Market researchers, software vendors and bloggers like to hype up the radical newness of advanced analytics technologies. Sometimes, you’d think we were on the eve of putting Skynet into production.
But text analytics is pretty much as old as the technology of language itself. Traditionally, people just called it “reading.”
The difference is that now, software can read text as easily as human beings, not to mention much more quickly.
With text analytics, you can spot patterns in massive collections of textual data that an individual human mind could never detect.
Sounds great, right? It is. The catch with text analytics, like many technologies in the advanced analytics space, is that it’s also complex and difficult.
To bring light to the befuddled, we’ll share some insights from Gartner’s Market Guide for text analytics and break down some of the jargon you need to know to use these tools.
Here’s what we’ll cover:
OK, So What Is Text Analytics?
There’s much more to text analytics than just algorithms and complex software, because its object is language instead of conveniently normalized data in a data warehouse.
This means that before the machine can perform pattern recognition, it needs to extract the linguistic meaning from textual data. In other words, the machine must read the text before it can truly be analyzed.
This is why many text analytics tools structure the text mining workflow as a pipeline, running from raw data to output:
According to Gartner’s Market Guide for Text Analytics (this content is available to Gartner clients) by Alan D. Duncan, Alexander Linden, Hanns Koehler-Kreuner, Ehtisham Zaidi and Shubhangi Vashisth, “At a high level, a text analytics system is a pipeline process comprising three stages:
- Text acquisition and preparation
- Processing and analysis
- Output (that is, visualization, presentation and deployment).”
Text acquisition and preparation is the most straightforward stage. Many text analytics tools can read directly from flat files such as Excel files, relational databases and web sources, e.g., Twitter and Facebook. The text is then prepared using some basic operations shown in the above diagram.
The magic happens at the processing and analysis stage. Gartner’s report explains that text analytics involves “a combination of both linguistic and machine-learning statistical techniques in processing and analysis of text source. Where the linguistic technique is provided for data preparation and customization of the model, the machine-learning technique will be applied to get a more rapid result for weighting. That means the text source will be ‘parsed’ and ‘chunked’ linguistically before any run through of the machine-learning algorithms for classification.”
We won’t get into the nitty-gritty details of how linguistic techniques differ from machine-learning based techniques here, other than to note that this is a key way in which vendors differentiate their offerings. To truly understand linguistic approaches to text analytics, you literally need a Ph.D. in linguistics.
Instead, let’s look at some of the more basic steps you can easily perform yourself with a free or open-source text mining solution. These steps are the linguistic “parsing” and “chunking” steps Gartner mentions.
In other words, they aren’t the final steps in text analytics, but necessary operations that must be performed before machine-learning algorithms can be applied.

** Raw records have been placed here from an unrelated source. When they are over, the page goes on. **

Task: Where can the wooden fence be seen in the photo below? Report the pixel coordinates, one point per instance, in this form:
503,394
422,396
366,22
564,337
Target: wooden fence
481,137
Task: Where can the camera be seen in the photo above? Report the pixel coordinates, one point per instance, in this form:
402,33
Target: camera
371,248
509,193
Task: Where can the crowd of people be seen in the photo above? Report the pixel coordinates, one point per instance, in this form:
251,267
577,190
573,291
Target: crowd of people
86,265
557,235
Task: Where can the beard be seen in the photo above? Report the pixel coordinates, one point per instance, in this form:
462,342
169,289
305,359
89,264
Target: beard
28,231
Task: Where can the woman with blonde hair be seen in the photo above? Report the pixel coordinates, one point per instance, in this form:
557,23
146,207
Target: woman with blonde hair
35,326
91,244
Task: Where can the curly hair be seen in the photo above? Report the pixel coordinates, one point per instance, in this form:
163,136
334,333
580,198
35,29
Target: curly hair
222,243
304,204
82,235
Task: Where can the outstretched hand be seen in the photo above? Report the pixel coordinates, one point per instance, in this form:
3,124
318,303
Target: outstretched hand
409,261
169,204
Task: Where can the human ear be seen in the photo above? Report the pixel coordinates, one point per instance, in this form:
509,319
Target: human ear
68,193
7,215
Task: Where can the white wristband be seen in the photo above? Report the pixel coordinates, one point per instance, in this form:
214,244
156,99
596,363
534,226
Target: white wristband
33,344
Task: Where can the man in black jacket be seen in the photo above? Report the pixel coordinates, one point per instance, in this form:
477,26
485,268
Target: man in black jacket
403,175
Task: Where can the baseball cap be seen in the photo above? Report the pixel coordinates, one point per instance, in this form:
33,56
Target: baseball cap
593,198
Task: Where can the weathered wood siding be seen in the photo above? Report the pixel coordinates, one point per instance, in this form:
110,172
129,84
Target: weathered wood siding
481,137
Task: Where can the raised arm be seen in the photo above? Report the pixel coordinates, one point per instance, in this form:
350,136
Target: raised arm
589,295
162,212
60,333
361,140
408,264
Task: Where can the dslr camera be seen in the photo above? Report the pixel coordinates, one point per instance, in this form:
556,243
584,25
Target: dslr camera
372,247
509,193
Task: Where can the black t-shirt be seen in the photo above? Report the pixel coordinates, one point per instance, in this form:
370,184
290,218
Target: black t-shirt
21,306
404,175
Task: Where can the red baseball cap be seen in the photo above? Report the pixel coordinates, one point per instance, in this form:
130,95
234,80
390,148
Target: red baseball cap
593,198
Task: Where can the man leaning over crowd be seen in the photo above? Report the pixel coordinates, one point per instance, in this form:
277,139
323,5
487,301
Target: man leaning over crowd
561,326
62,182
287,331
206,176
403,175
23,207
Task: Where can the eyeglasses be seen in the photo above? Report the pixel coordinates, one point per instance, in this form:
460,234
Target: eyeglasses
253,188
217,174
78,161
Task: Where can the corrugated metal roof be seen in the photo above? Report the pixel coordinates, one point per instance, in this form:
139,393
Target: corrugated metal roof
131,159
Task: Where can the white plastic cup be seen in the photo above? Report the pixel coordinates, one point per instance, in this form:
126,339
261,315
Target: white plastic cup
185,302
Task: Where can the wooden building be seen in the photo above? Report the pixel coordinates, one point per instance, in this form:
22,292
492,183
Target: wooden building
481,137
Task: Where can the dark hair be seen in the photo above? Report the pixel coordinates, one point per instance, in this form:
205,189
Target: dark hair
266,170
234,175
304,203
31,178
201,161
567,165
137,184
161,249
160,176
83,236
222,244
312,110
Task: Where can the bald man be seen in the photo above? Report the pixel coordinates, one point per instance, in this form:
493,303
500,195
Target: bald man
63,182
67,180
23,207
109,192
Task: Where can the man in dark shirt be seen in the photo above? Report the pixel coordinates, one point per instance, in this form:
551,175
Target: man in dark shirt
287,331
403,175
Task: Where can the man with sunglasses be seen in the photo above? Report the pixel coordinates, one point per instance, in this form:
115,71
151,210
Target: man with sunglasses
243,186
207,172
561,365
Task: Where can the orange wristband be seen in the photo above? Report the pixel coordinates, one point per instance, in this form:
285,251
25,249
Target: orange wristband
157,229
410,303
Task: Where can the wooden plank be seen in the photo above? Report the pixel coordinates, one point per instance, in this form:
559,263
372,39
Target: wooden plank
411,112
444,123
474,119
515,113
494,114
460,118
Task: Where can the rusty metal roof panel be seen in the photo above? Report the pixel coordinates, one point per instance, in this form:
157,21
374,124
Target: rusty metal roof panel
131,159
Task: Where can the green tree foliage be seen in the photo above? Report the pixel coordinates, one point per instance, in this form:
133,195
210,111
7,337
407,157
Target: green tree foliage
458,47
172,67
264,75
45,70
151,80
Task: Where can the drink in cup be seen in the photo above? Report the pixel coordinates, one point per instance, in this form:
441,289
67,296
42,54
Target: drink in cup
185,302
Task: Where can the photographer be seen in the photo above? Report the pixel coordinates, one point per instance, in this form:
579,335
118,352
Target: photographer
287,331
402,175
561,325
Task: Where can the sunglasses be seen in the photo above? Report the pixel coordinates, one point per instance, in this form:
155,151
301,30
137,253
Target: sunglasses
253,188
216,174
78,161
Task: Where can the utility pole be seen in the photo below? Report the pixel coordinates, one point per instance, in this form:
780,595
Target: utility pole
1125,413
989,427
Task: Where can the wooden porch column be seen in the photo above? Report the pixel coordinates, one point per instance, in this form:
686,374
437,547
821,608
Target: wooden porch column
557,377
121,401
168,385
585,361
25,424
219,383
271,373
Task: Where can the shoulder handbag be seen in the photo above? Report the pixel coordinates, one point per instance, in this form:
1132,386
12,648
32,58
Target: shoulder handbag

Needlessly Complex Jargon Explained!
You can see in the above chart that you typically need to perform a number of basic text processing operations before applying advanced analytics to your data. Let’s now cover some of these, in addition to a few of the more common advanced analytics techniques used in text mining:
Stopword removal. Textual data contains lots of little insignificant yet highly common words: “to,” “for,” “of,” “the” etc. If you’re analyzing the frequency of words in a document, these will always surface to the top.
Stopword removal is the process of filtering out these words to look for longer, more significant words. Many text analytics solutions come with built-in stopword dictionaries for different languages, and you can also build your own.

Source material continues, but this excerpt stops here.